I will go into more detail about some of the more prominent physical features mentioned in the previous post.
The western edge of North America coincides with the plate tectonic boundary between the Pacific Plate and the North American Plate. The results are several physical features: the San Andreas Fault, the Sierra Nevada mountain range, the Cascade mountain range (which includes Mt. St. Helens and Mt. Rainier, both in Washington State), and the Aleutian trench and Aleutian islands.
In the north, the oldest part of the continent is the Canadian Shield, a vast horseshoe-shaped area of land around Hudson Bay.

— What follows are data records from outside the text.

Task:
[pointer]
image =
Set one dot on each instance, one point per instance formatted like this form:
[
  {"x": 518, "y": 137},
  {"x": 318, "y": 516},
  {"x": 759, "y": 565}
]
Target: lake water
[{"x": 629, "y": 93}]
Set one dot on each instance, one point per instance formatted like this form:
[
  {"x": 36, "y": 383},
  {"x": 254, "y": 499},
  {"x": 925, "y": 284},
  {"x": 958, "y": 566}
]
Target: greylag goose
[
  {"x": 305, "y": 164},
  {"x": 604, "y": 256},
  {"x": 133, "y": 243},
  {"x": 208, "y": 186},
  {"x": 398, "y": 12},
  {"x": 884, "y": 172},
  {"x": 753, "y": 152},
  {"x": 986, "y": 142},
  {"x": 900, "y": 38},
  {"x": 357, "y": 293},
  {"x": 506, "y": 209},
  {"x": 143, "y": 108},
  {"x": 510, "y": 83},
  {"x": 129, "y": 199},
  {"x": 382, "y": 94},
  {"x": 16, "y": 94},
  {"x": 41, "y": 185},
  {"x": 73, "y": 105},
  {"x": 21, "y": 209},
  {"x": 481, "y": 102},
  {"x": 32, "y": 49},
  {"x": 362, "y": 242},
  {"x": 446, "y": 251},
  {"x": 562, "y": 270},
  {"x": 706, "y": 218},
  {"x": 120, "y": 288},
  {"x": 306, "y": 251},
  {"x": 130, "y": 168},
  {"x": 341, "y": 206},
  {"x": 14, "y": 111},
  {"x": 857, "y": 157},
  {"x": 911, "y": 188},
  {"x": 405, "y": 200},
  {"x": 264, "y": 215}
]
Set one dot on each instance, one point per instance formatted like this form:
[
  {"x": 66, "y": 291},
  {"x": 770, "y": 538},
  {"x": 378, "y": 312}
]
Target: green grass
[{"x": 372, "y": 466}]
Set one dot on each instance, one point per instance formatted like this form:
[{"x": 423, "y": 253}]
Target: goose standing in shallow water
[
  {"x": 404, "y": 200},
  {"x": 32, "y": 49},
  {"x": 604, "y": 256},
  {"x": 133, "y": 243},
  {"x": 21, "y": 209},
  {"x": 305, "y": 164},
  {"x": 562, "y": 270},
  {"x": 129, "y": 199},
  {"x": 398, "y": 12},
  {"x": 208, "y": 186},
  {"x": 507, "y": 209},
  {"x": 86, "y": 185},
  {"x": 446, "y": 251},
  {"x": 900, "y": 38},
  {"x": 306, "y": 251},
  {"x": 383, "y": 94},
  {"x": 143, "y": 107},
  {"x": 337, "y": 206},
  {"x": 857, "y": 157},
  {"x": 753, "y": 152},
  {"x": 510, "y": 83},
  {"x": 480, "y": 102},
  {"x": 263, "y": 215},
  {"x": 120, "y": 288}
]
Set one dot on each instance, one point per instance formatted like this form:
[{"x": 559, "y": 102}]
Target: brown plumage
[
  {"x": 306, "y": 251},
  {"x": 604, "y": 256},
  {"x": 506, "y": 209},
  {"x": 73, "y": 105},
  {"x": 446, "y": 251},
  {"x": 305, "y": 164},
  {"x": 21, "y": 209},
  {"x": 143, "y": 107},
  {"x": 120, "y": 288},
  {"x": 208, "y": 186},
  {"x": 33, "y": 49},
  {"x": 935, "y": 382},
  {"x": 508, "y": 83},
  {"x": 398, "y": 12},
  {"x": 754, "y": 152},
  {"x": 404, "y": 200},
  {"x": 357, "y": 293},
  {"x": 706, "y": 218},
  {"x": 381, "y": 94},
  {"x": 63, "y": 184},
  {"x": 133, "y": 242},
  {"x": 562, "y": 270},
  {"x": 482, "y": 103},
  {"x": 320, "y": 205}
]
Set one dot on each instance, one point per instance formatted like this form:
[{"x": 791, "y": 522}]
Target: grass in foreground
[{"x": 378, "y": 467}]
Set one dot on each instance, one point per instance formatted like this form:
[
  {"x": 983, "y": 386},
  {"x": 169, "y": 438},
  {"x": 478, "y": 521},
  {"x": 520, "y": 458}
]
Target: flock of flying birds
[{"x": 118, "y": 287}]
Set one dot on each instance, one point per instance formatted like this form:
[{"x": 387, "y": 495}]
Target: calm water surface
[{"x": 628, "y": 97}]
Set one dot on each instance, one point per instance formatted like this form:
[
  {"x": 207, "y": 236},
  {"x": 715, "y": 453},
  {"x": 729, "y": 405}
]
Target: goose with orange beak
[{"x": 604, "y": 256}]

The Appalachian mountains stretch from Alabama to Maine. They are the result of a continental-continental plate collision and millions of years of weathering and erosion. Much of the materials has been washed down to the Mississippi River, which has the third largest drainage basin in the world. The river ends in the Gulf Coast, characterized by low hills and deltas of the Gulf of Mexico.
The Colorado Plateau is characterized by ancient volcanic moutnains, broad plateaus, and canyons, including the Grand Canyon and the Colorado River.
The Basin and Range region, between the Colorado Plateau/Rocky Mountains and the Pacific Coast, is characterized by mostly north-south valleys and mountains. Large lakes often form (the best known of which is the Great Salt Lake in Utah).
The sedimentary environments of the Rocky Mountains and Great Plains have made them prime sources of oil and gas formation.